Date: Sun, 22 Mar 1998 21:28:11 GMT
From: Wayne Albus
Newsgroup: rec.aviation.soaring

nanny.jpg (11446 bytes)First let me tell you a little about who we are. My name is Wayne and I live in a small Northwest Ohio community (39,000 aprox. pop.) with my wife Nannette and my two children Kristy (age 17) and Neil (age 14).

I would just like to make a few comments on my thoughts about modest performance gliders like the Schweizer 1-26 and the PW-5.
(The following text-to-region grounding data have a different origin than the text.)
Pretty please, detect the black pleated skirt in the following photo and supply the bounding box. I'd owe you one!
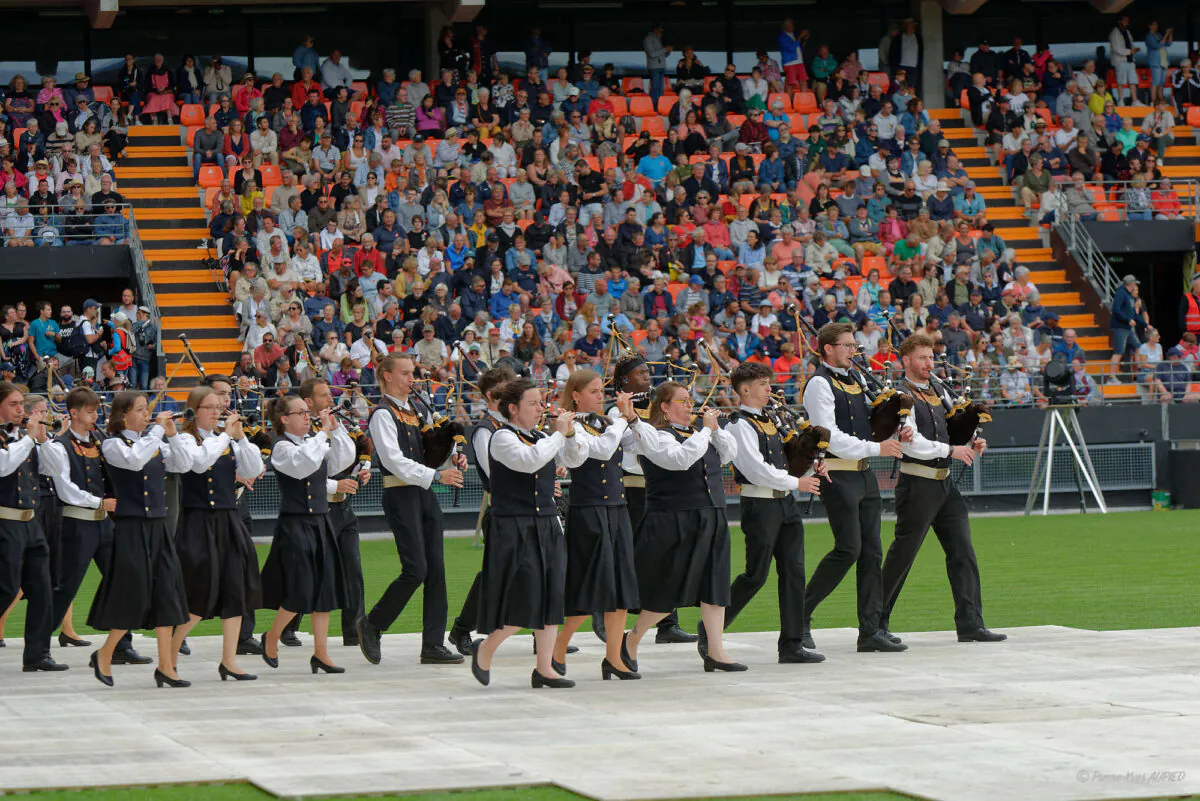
[564,505,639,617]
[634,506,731,612]
[176,508,262,620]
[260,513,343,614]
[477,514,565,634]
[87,517,190,631]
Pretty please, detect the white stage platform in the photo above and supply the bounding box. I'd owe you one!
[2,626,1199,801]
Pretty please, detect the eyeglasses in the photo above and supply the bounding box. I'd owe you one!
[669,397,694,407]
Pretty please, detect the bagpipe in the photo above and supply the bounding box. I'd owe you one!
[790,307,913,441]
[764,393,830,478]
[932,359,992,447]
[412,376,467,469]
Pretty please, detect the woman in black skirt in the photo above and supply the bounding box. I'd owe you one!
[90,392,193,687]
[623,381,747,674]
[552,368,640,680]
[471,377,575,689]
[169,386,265,681]
[259,395,354,675]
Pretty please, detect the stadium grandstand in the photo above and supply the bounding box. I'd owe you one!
[1,0,1198,511]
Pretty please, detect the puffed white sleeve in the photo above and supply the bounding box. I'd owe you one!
[712,426,738,465]
[490,428,566,473]
[326,425,356,475]
[270,434,330,479]
[43,440,102,509]
[638,426,712,471]
[101,427,165,471]
[0,435,37,476]
[587,417,626,461]
[368,409,436,489]
[472,426,493,479]
[162,435,194,473]
[190,432,232,474]
[231,434,265,479]
[900,406,952,460]
[610,408,644,453]
[559,422,592,469]
[802,375,881,460]
[728,418,796,491]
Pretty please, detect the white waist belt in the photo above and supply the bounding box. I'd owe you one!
[738,485,790,500]
[63,506,108,521]
[899,463,950,481]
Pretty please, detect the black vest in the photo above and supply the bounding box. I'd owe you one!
[812,364,873,443]
[180,431,239,510]
[568,416,625,508]
[0,426,39,511]
[38,474,56,499]
[468,414,503,493]
[488,426,558,517]
[639,426,726,511]
[900,380,953,469]
[730,411,788,486]
[371,398,425,479]
[275,434,330,515]
[109,433,168,519]
[56,430,108,503]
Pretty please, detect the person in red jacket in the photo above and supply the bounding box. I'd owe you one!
[738,108,771,152]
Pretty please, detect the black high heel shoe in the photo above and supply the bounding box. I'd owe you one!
[261,633,278,669]
[621,632,638,673]
[531,669,575,689]
[551,658,566,676]
[601,658,641,681]
[154,669,191,688]
[470,640,489,687]
[89,651,113,687]
[310,656,345,674]
[59,633,91,648]
[700,651,748,673]
[218,663,257,681]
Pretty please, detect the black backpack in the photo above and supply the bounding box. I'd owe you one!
[58,320,88,358]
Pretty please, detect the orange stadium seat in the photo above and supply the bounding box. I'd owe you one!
[640,116,667,137]
[622,77,646,95]
[609,96,628,117]
[197,165,224,188]
[92,86,113,104]
[260,164,282,187]
[768,93,793,113]
[793,92,818,114]
[180,104,205,127]
[629,95,655,116]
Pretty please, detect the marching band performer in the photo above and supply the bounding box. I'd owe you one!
[88,392,193,687]
[802,323,909,654]
[259,393,355,675]
[552,369,640,679]
[470,377,575,688]
[0,382,67,672]
[714,363,825,664]
[43,387,149,667]
[607,353,696,645]
[622,381,746,674]
[880,334,1006,644]
[170,386,265,682]
[447,365,516,655]
[357,353,465,667]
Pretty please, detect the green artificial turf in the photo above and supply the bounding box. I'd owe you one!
[5,509,1198,640]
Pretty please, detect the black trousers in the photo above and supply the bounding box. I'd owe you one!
[451,505,489,637]
[881,474,985,634]
[804,469,884,637]
[237,490,257,643]
[288,500,364,642]
[0,519,53,665]
[625,483,679,631]
[367,485,447,648]
[726,495,807,652]
[52,517,132,653]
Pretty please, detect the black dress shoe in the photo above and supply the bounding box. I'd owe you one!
[280,630,302,647]
[356,616,382,665]
[89,651,113,686]
[601,658,640,680]
[857,631,909,653]
[111,648,153,665]
[0,638,6,647]
[420,644,465,664]
[470,640,489,686]
[880,629,903,644]
[655,624,699,644]
[447,628,473,656]
[621,631,638,673]
[700,652,748,672]
[551,658,566,676]
[531,669,575,689]
[23,656,69,672]
[311,656,346,674]
[261,634,278,669]
[779,648,826,664]
[800,634,816,649]
[236,638,263,656]
[591,615,607,643]
[58,633,91,648]
[696,621,709,657]
[154,669,190,688]
[218,663,257,681]
[178,639,191,656]
[958,627,1007,643]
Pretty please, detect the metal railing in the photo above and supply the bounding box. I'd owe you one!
[1,203,135,246]
[1053,210,1122,306]
[126,208,167,376]
[1076,178,1200,224]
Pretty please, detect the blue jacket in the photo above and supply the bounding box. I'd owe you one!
[489,289,520,320]
[758,157,785,187]
[1110,286,1137,328]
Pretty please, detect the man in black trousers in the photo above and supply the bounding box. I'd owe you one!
[880,334,1006,643]
[707,362,825,663]
[802,322,908,653]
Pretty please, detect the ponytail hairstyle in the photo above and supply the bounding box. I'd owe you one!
[107,390,145,436]
[496,377,537,422]
[181,386,215,437]
[647,380,686,429]
[268,393,304,437]
[559,368,600,412]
To lay some background of where I'm coming from. I'm currently an arm chair pilot (due to financial reasons) and have never been a pilot yet. I've always wanted to fly ever since I was a little kid. I have an affection for aviation, flying gliders in particular. I became interested in this way back in grade school. I've had a few training flights in high performance German made aerobatic gliders (incredible experience). I plan to further pursue this new horizon once my children are grown, when I have more time and money.
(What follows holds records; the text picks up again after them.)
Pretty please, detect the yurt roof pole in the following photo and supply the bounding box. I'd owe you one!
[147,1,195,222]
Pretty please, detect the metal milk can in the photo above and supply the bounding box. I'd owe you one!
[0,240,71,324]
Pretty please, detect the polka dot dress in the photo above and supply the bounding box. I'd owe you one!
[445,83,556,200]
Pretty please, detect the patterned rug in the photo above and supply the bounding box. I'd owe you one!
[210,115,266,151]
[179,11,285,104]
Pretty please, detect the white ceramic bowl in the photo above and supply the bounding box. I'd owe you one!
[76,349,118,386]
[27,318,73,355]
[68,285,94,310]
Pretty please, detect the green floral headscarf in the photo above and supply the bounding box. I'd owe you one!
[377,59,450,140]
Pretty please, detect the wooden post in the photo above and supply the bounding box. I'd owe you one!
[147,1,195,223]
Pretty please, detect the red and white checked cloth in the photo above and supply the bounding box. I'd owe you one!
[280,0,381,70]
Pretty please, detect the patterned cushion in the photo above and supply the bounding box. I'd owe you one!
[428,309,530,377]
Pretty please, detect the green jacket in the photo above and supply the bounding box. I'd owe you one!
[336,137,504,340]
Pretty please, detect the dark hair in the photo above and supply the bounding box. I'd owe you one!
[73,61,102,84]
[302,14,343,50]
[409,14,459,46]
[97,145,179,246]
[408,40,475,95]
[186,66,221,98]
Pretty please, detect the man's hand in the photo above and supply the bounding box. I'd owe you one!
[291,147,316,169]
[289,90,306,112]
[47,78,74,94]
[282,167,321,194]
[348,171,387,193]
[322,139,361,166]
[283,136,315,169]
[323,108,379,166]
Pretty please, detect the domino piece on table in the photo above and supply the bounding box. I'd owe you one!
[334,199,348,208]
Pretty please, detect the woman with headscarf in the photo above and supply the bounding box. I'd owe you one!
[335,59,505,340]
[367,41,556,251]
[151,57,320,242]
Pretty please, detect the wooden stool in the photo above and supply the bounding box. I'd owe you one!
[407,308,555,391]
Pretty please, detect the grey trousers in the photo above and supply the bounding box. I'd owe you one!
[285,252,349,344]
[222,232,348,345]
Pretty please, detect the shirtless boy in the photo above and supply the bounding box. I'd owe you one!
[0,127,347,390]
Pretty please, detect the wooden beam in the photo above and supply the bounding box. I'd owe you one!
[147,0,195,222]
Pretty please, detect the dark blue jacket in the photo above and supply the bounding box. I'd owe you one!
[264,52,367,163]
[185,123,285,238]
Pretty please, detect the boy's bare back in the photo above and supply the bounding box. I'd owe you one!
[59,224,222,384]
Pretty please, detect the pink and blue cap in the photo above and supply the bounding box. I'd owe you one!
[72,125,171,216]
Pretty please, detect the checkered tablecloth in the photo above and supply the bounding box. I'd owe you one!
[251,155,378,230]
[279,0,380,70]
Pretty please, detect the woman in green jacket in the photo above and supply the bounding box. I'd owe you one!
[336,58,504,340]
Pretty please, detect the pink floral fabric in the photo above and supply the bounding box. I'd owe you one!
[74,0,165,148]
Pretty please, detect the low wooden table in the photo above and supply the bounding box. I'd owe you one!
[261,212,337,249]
I want to fly now but I have other commitments (a family, two kids approaching college) first. Someday I hope that dream will come true. When and if it does I hope to someday have my own glider. I will not be able to afford a new Discus or LS-8 or what ever.

But I've been lurking in this newsgroup and doing a lot of reading on everything I can get my hands on on soaring. And I think I have learned a few things. First if you can't afford a discus you don't need it, and it won't make you any less of a pilot if you don't have it. We talk so much about the performance aspect of this sport that we hear very little at times about what brought us to this activity.

I know why I want to fly, because it's fun! The thrill that I get from flight! To see the sheer beauty of the world below me! To use elements of nature that God has provided (that some people don't even know exist or think about). To be able to use my wits, to challenge myself. Those things exist wether your flying a 1-26 or a discus. There is challenge & there is humiliation and or rewards at every level of soaring.

I get defensive when I see people bashing Schweizers. They were designed to fill a certain need/aspect of soaring and they still do today, the sheer number of them still flying atest to that.

I try to keep an open mind cause if and when I start flying I don't know how much of a glider I'm going to want. I don't know how much I'm going to grow in this sport, and in which direction.

People are going to come into this sport from all walks of life. But it's a fact that a few of them are like me. Middle aged and having filled their other commitments first.

Well, this is one American who is done rambling now.